Suppose that you compiled enfield inside ```$BUILD_DIR``` folder.

The enfield compiler will be located at ```$BUILD_DIR/tools```.

There you will find some programs, one of which is ```efd```, the compiler itself.

The only required argument for compiling an OpenQASM program is the program itself.

If you do not specify anything, enfield will compiile the input program with the

default parameters.

One can check the available parameter, as well as the default ones by executing the

following command:

```

$ efd --help

```

The general form for compiling programs is:

```

$ efd -i  --alloc  --arch  -o 

```

For example: if we wanted to compile program ```tests/files/qft.qasm``` for architecture

```ibmqx2```, using allocator ```wpm```, while storing the compiled program inside

```qft_ibmqx2.qasm```, we would have to execute the following:

```

$ efd -i tests/files/qft.qasm --alloc Q_wpm --arch A_ibmqx2 -o qft_ibmqx2.qasm

```

One could add the ```-stats``` flag, in order for enfield to print statistical data

of the compilation, such as the weighted cost, depth, and number of gates of the

compiled program.

It is also possible to feed the compiler a new architecture, and use it to compile

the same program.

So, for example, if we wanted to compile using architecture ```archfiles/tokyo.json```,

we would have to execute the following:

```

$ efd -i tests/files/qft.qasm --alloc Q_wpm --arch-file archfiles/tokyo.json -o qft_tokyo.qasm

```

## Hacking

Even though this project is pretty new, it was designed to be extensible. So, here are

a few tips in order to implement your own algorithm to your desired architecture.

Below, I'll list some classes that are important to be aware of.

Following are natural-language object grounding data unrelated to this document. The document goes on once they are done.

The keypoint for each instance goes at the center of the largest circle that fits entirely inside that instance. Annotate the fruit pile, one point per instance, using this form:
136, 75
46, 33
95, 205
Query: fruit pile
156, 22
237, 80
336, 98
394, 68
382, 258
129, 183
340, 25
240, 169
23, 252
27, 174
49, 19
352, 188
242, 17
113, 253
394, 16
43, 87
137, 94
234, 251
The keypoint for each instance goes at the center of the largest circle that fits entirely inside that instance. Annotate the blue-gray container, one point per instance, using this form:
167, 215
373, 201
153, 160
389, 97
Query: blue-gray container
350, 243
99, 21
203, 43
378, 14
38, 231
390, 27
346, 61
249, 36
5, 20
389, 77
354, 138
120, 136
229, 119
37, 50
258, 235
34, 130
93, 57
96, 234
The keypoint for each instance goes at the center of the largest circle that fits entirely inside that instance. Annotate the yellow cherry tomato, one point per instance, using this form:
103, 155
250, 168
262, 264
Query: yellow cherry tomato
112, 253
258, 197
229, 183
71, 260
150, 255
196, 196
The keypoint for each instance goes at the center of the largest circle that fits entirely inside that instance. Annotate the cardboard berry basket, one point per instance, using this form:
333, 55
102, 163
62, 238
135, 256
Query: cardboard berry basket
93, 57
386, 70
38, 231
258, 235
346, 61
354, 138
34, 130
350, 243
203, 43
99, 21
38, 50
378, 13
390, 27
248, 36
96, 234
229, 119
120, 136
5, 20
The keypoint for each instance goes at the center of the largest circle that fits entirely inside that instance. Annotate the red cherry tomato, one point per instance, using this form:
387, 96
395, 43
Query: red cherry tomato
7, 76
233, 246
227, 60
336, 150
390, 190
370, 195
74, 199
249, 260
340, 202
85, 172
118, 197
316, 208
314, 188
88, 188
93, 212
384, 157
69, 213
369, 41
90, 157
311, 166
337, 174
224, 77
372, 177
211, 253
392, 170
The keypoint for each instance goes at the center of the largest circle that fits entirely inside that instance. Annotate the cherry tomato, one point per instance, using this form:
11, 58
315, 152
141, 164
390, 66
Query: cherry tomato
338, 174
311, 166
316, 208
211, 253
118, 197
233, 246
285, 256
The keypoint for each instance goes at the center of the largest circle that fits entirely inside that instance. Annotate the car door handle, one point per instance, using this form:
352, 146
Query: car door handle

(Note that this is a (really brief) 'begginers guide', so you can do more stuff once

you learn the code)

* ```efd::QModule```: The core class of enfield. It holds the AST preprocessed to be

easier to use, as well as some other useful methods for modifying the AST.

i.e.: ```insertSwapAfter```; ```insertNodeAfter```; ```replaceAllRegsWith```, etc.

* ```efd::Pass```: Enfield is a pass-based compiler.

Much like LLVM (but far from its user base), the transformations are implemented as

```Pass``` for ```QModules```.

There are plenty (ugly, though) so that you can implement yours!

Good luck;

* ```efd::QbitAllocator```: This is the base class for implementing allocators.

In order to implement your own, you should extend this class and implement the method

```allocate```.

This method is responsible for inserting swaps based on the ```QModule``` (that is

given by parameter).

After that, you have to surrender to the "beauty" of C++ macros, and modify the file

```Allocators.def```, so that your allocator is available on command line;

* ```Architectures.def```: Take a look in this file in order to create the specification

of other architectures.

YES!

More Macros!

You will have to specify your architecture in a JSON format.

Check the other architecture descriptions for a better understanding.